I'll tell you one timeline that's messed up - mine. I got this book as an offering on Amazon, which they do to introduce us to authors we haven't met and we realize how fantastic they are and get their other books. Well, not this one. I got less than a full chapter into this one and felt like I walked into a movie at the one hour point. What if I'm the one who came unglued in time and now I'm reading a book that makes no sense? It's so ... what am I missing? What is this hopping around? Are these details relevant? Should I have read the Chronos series first? What is going on now? So much minutiae this book is confutiae! Now the words are swimming all over the page and zzzzzz zzzzzzz zzzzzzz. To be fair, this book had a satisfyingly crisp finish, but it was such a slog that I don't think I'm going to read the Chronos series. Also, I will keep this book handy if I have trouble falling to sleep because it works miraculously. I will think of it as Chloros Origins #1, in honor of chloroform.
View all my reviews
WEll, I'm back. I got timed out.
Of course, the whole Bukowski thing turns out to be a big mistake. Although a minor literary figurine here (in the U.S., not Arkansas), he was a towering figure amongst Avant Gard sycophants in Germany. Many lingering citizens of the Weimar Republic kept his bust on their fireplace mantel. And, if you know anything about Bukowski, you will know the bust was the one of his chest and not his head. So, if you ever have the occasion to walk into a home in Germany and see a plaster rendering of some guy's tits over the fireplace, it would be not a long stretch to assume the occupant of that abode was a fan.

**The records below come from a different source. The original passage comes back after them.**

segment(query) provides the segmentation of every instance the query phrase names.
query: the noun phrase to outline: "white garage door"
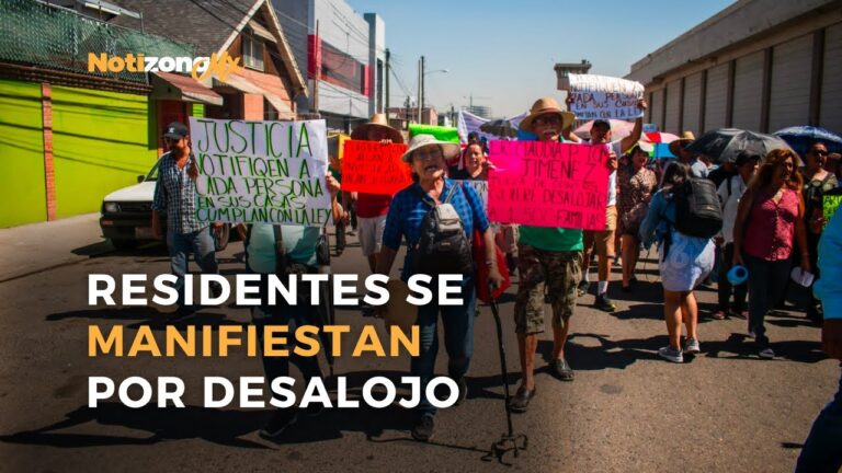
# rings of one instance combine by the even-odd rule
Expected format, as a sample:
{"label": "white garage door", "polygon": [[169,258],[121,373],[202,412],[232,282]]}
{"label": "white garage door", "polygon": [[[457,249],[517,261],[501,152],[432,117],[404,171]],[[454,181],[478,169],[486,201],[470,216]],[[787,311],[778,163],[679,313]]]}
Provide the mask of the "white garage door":
{"label": "white garage door", "polygon": [[824,32],[820,125],[838,134],[842,132],[842,23]]}
{"label": "white garage door", "polygon": [[772,93],[769,131],[807,125],[810,108],[812,35],[780,44],[772,49]]}
{"label": "white garage door", "polygon": [[667,123],[664,129],[671,134],[679,134],[679,112],[681,107],[681,80],[667,84]]}
{"label": "white garage door", "polygon": [[725,107],[728,100],[728,65],[707,70],[705,90],[705,126],[703,131],[725,128]]}
{"label": "white garage door", "polygon": [[[694,73],[684,79],[684,119],[681,127],[698,135],[698,111],[702,99],[702,73]],[[679,130],[683,131],[683,130]]]}
{"label": "white garage door", "polygon": [[733,127],[760,130],[760,101],[763,91],[763,51],[737,59],[733,76]]}

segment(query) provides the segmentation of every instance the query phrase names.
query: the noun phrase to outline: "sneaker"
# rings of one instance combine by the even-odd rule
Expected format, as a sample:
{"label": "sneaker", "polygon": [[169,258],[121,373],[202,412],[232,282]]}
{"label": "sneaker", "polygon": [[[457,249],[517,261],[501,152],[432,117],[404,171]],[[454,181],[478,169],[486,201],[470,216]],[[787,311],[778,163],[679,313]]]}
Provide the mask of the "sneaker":
{"label": "sneaker", "polygon": [[672,362],[684,362],[684,355],[681,350],[674,349],[671,346],[659,349],[658,356]]}
{"label": "sneaker", "polygon": [[418,441],[428,441],[433,436],[433,428],[435,428],[433,415],[422,414],[418,424],[412,427],[412,438]]}
{"label": "sneaker", "polygon": [[702,353],[702,347],[698,345],[698,341],[696,338],[687,338],[684,341],[684,354],[696,353]]}
{"label": "sneaker", "polygon": [[509,400],[509,411],[513,413],[525,413],[530,407],[530,401],[535,397],[535,389],[527,390],[524,387],[517,388],[514,397]]}
{"label": "sneaker", "polygon": [[456,397],[456,405],[459,405],[468,399],[468,383],[465,381],[465,378],[459,378],[455,381],[456,385],[459,387],[459,396]]}
{"label": "sneaker", "polygon": [[587,295],[591,289],[591,284],[587,280],[582,279],[579,281],[579,285],[576,287],[576,292],[579,295],[579,297],[582,297]]}
{"label": "sneaker", "polygon": [[557,359],[549,364],[550,369],[561,381],[572,381],[576,378],[573,369],[570,368],[570,364],[566,359]]}
{"label": "sneaker", "polygon": [[297,413],[292,408],[283,408],[275,412],[265,426],[260,429],[260,436],[266,439],[274,439],[286,430],[287,427],[295,424]]}
{"label": "sneaker", "polygon": [[758,351],[758,356],[764,359],[773,359],[775,357],[775,351],[772,349],[772,347],[762,347],[760,351]]}
{"label": "sneaker", "polygon": [[617,307],[614,305],[614,302],[608,299],[608,295],[598,295],[596,299],[593,302],[593,307],[605,312],[614,312],[617,310]]}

As Bukowski died some time in the past, which is usually how it happens, there is not much more to be said about this episode.
More currently, the ever so bazaar ramblings of Herr Bukowski have been supplanted by a gaggle of QAnon imbeciles who have re-determined if not established that the IQ of certain people can actually have a decimal point in front of it. Heretofore the existence of such was thought to be both mathematically and intellectually impossible.
But, as Uncle Don said several years ago when asked in Playa del Carmen, "Hell no! I don't want no damned leche in MY coffee...just milk!!!"
Thus....Living in the Time of Covid.
Be well Karl.
One does not care so much these days for, how do you Amerikaner say it? Violent images und obszön language in poetry and fiction depicting survival in einem korrupten Scheißhaufenwelt. I am more amazed at Herr Donald Trump and his amazing abilities to delude. USA must no more posture in a superior manner and ask "How did you foolish Germans allow Adolf Hitler to come to power?" We, of course, are now allowed to posture in a superior manner and ask YOU because it is only fair!!! Oh yes, we watch with both disappointment and amusement as the great USA becomes dominated by Idioten. Have a nice day in Idiotenland, mein Freund.
Oh so true. Looking down the barrel of Double Wide Huckabee becoming our next gobernadora. Kind of like having Joseph Goebbels in drag without the snappy uniform...maybe not.
Who was the woman born under the top secret submarine base under Salt Lake City, whose illegitimate father was Eisenhauer, who was ASHAMED of being German? Where is she now?